You can create a brand new list from an old one by appending inside a loop. Suppose you want to double every number:

numbers = [1, 2, 3, 4]
doubled = []
for n in numbers:
    doubled.append(n * 2)
print(doubled)     # [2, 4, 6, 8]

The list doubled starts empty. Each pass through the loop appends n * 2, so it grows to hold the doubled values.

Looping with the index

If you need the position number as well as the item, combine range() and len():

names = ["Sam", "Alex", "Jordan"]
for i in range(len(names)):
    print(i, names[i])

Output:

0 Sam
1 Alex
2 Jordan

len(names) is 3, so range(3) gives 0, 1, 2, and names[i] reads each item by its index.

Why this is powerful

Whether a list has 3 items or 3 million, the same loop handles it. That is the real magic: you write the logic once, and it scales to any amount of data. Music players, scoreboards, and search results all rely on looping over lists.

Practice challenges

  • Print every number from 1 to 10 using range().
  • Make a list of five numbers and print only the even ones (a number is even if n % 2 == 0).
  • Build a new list containing each name from a list with "!" added to the end.

Quick quiz

Test yourself and earn XP

What does this print? ``` for x in [1, 2, 3]: print(x) ```

What numbers does `range(4)` produce?

After `total = 0` then `for n in [2, 3, 5]: total = total + n`, what is total?
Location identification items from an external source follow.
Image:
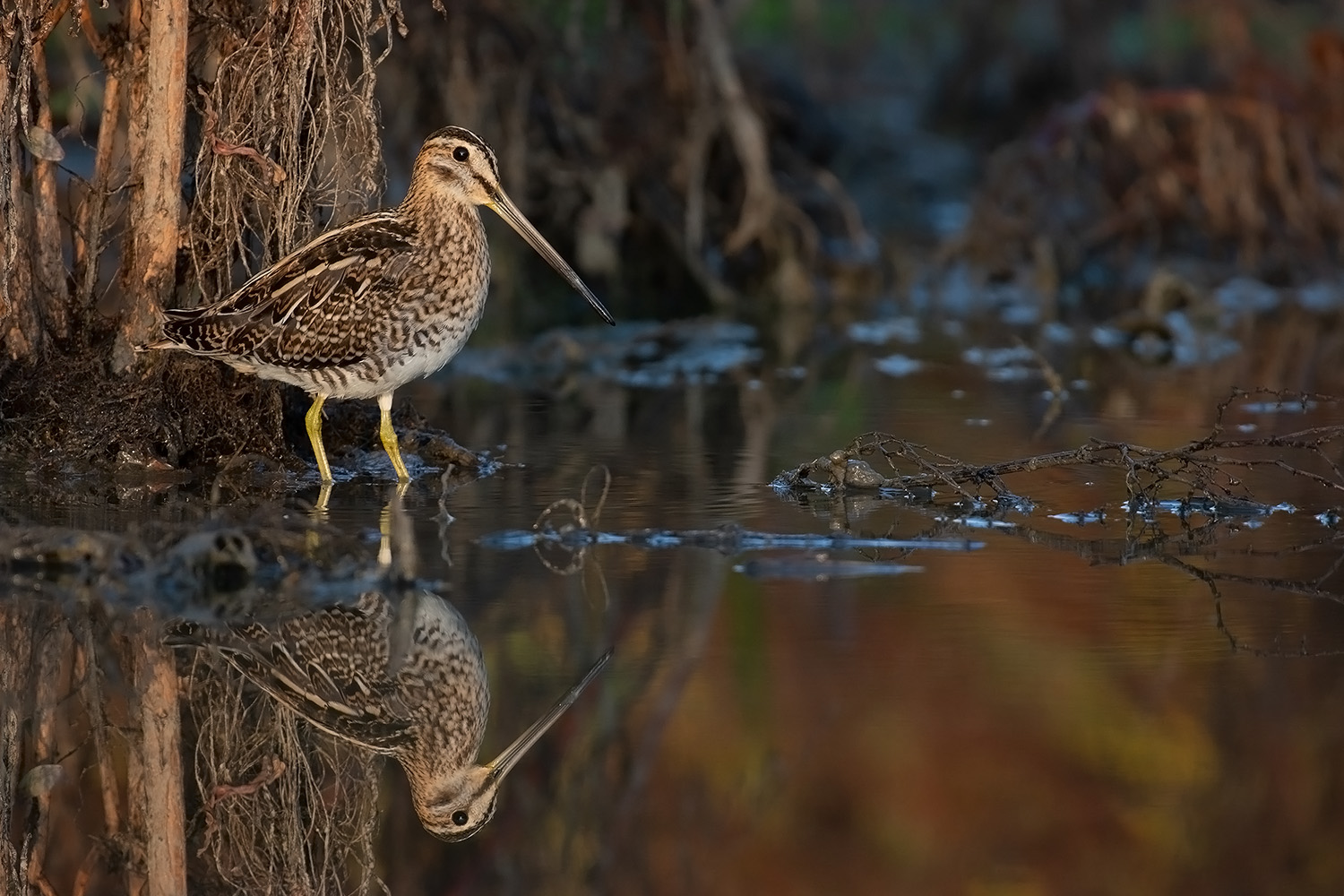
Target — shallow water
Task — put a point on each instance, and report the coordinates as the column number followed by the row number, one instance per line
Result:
column 1109, row 707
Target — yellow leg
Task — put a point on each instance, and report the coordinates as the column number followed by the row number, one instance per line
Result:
column 389, row 435
column 314, row 421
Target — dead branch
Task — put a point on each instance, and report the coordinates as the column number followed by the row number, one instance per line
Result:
column 1211, row 466
column 156, row 117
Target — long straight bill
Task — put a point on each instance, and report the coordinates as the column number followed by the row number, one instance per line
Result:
column 504, row 207
column 515, row 750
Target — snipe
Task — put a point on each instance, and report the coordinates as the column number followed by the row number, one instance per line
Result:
column 376, row 303
column 397, row 673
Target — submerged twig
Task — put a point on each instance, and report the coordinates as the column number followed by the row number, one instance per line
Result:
column 1211, row 466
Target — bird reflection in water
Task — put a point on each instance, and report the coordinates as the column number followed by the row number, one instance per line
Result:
column 400, row 675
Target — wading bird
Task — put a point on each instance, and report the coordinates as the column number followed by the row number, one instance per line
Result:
column 376, row 303
column 403, row 677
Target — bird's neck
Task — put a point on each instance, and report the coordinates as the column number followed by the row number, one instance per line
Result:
column 444, row 220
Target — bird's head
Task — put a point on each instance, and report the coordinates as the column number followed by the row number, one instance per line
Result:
column 456, row 167
column 460, row 805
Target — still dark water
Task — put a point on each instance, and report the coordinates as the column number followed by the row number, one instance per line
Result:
column 1072, row 708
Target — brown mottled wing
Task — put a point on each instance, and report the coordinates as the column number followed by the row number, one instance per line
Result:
column 328, row 665
column 328, row 304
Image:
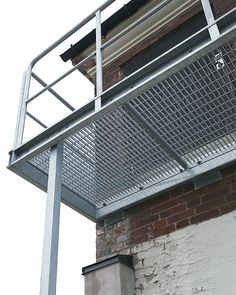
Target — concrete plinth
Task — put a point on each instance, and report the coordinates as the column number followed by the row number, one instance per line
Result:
column 113, row 276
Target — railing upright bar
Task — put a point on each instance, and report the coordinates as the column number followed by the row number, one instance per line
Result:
column 213, row 28
column 36, row 120
column 61, row 77
column 99, row 78
column 71, row 32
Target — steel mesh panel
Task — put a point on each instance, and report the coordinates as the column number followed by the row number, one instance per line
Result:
column 192, row 110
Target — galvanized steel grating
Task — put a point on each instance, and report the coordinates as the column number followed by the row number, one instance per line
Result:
column 184, row 120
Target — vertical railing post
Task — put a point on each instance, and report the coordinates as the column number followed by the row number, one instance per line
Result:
column 20, row 124
column 213, row 29
column 99, row 78
column 52, row 219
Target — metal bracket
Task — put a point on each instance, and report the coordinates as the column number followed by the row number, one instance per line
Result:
column 207, row 178
column 114, row 217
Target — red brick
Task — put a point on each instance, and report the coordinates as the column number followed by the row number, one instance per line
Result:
column 210, row 205
column 182, row 223
column 231, row 197
column 215, row 195
column 160, row 224
column 228, row 207
column 163, row 206
column 174, row 210
column 180, row 216
column 188, row 188
column 205, row 216
column 164, row 230
column 193, row 203
column 140, row 231
column 234, row 187
column 147, row 220
column 176, row 192
column 139, row 239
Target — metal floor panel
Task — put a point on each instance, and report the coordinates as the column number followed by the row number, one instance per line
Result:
column 181, row 122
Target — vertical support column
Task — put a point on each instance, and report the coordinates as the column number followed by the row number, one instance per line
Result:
column 213, row 29
column 99, row 78
column 51, row 231
column 20, row 124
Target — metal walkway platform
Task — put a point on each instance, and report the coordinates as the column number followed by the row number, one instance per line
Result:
column 164, row 125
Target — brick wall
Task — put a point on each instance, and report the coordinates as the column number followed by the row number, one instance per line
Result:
column 198, row 259
column 113, row 72
column 167, row 213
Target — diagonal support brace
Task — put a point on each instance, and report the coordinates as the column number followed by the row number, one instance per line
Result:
column 154, row 134
column 53, row 92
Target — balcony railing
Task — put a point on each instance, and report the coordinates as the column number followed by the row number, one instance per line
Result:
column 163, row 125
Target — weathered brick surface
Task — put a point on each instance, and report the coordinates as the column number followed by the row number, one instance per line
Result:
column 167, row 213
column 198, row 259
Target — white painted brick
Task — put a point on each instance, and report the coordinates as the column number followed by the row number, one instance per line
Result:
column 198, row 259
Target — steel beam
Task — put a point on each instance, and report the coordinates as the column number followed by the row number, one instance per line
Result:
column 213, row 28
column 154, row 134
column 99, row 79
column 51, row 231
column 69, row 198
column 167, row 184
column 86, row 115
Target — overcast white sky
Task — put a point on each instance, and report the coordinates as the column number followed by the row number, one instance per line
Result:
column 27, row 28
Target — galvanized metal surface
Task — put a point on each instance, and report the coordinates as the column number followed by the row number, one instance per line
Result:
column 193, row 111
column 155, row 130
column 51, row 231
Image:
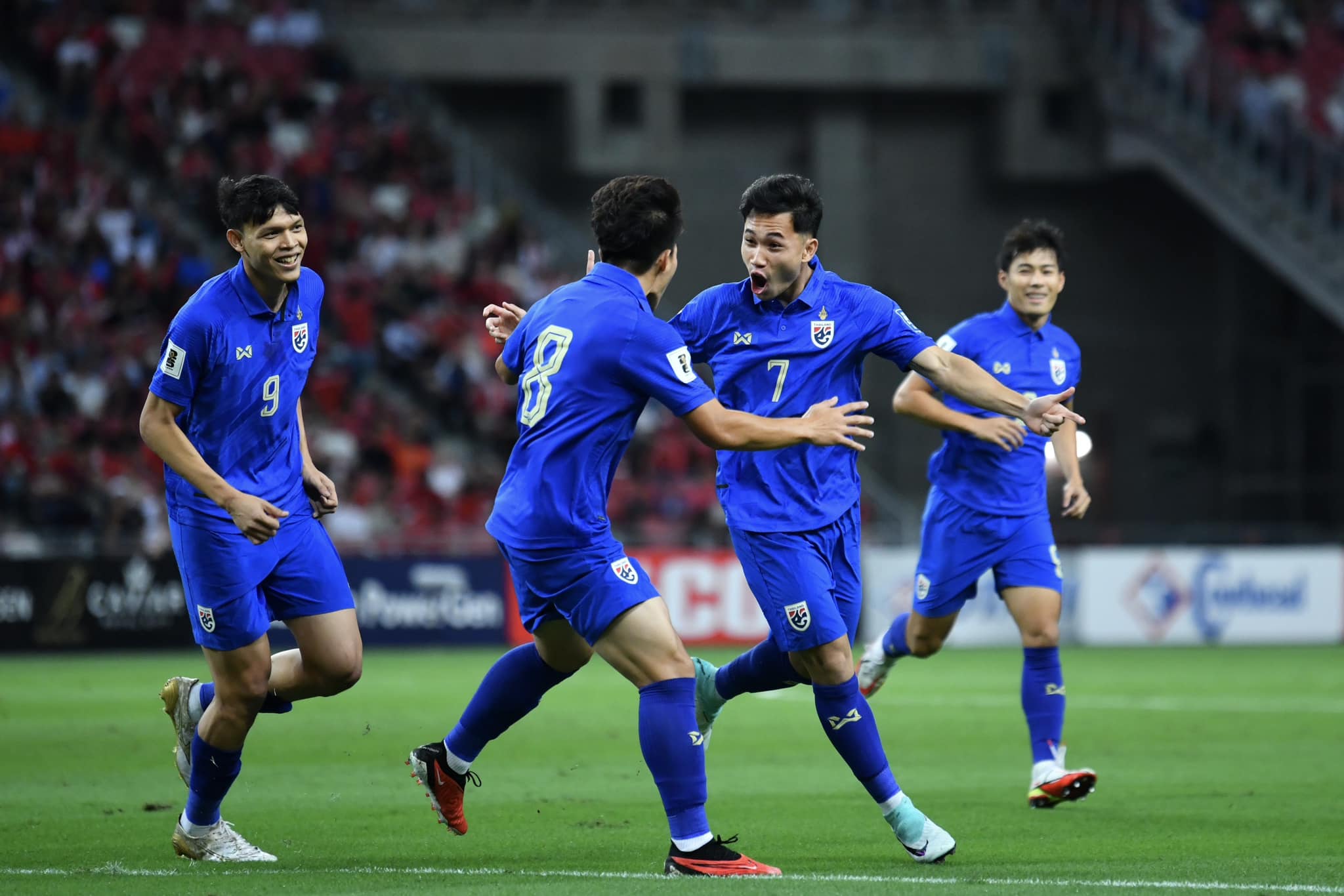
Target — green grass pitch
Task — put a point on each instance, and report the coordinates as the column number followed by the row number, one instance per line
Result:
column 1219, row 770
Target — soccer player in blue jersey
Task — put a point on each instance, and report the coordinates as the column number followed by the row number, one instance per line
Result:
column 243, row 506
column 586, row 360
column 792, row 331
column 988, row 507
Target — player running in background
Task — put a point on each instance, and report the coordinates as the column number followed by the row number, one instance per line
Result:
column 792, row 331
column 243, row 506
column 988, row 507
column 586, row 359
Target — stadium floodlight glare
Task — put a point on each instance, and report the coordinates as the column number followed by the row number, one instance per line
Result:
column 1083, row 448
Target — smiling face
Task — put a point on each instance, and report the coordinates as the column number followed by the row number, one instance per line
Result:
column 272, row 251
column 1032, row 283
column 774, row 256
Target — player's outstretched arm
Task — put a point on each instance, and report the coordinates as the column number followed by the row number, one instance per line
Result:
column 965, row 379
column 915, row 398
column 824, row 424
column 256, row 519
column 318, row 485
column 1076, row 500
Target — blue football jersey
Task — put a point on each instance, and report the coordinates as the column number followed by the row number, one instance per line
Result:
column 982, row 474
column 777, row 360
column 589, row 357
column 237, row 369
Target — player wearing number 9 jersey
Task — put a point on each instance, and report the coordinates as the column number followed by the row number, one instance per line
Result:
column 243, row 504
column 586, row 360
column 791, row 331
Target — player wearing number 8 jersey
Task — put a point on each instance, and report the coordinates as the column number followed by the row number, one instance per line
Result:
column 788, row 332
column 243, row 504
column 586, row 359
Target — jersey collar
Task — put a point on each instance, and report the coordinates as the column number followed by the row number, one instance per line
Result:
column 623, row 280
column 810, row 293
column 252, row 300
column 1014, row 324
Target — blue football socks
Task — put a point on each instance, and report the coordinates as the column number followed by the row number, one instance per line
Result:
column 1043, row 701
column 510, row 691
column 849, row 723
column 675, row 755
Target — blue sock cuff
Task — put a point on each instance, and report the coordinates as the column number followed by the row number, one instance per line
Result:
column 671, row 687
column 543, row 670
column 894, row 641
column 837, row 692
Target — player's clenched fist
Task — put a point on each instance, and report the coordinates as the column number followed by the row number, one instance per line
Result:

Which line adds the current item to a list called `result`?

FAQ

A for loop is best when you know what you want to repeat over — every item in a list, or a fixed number of times. A while loop repeats as long as a condition stays true, which is useful when you don't know how many times in advance.

It helps. Loops and lists work together: a list stores many values, and a loop lets you visit each one. Learning lists first makes loops over lists much clearer.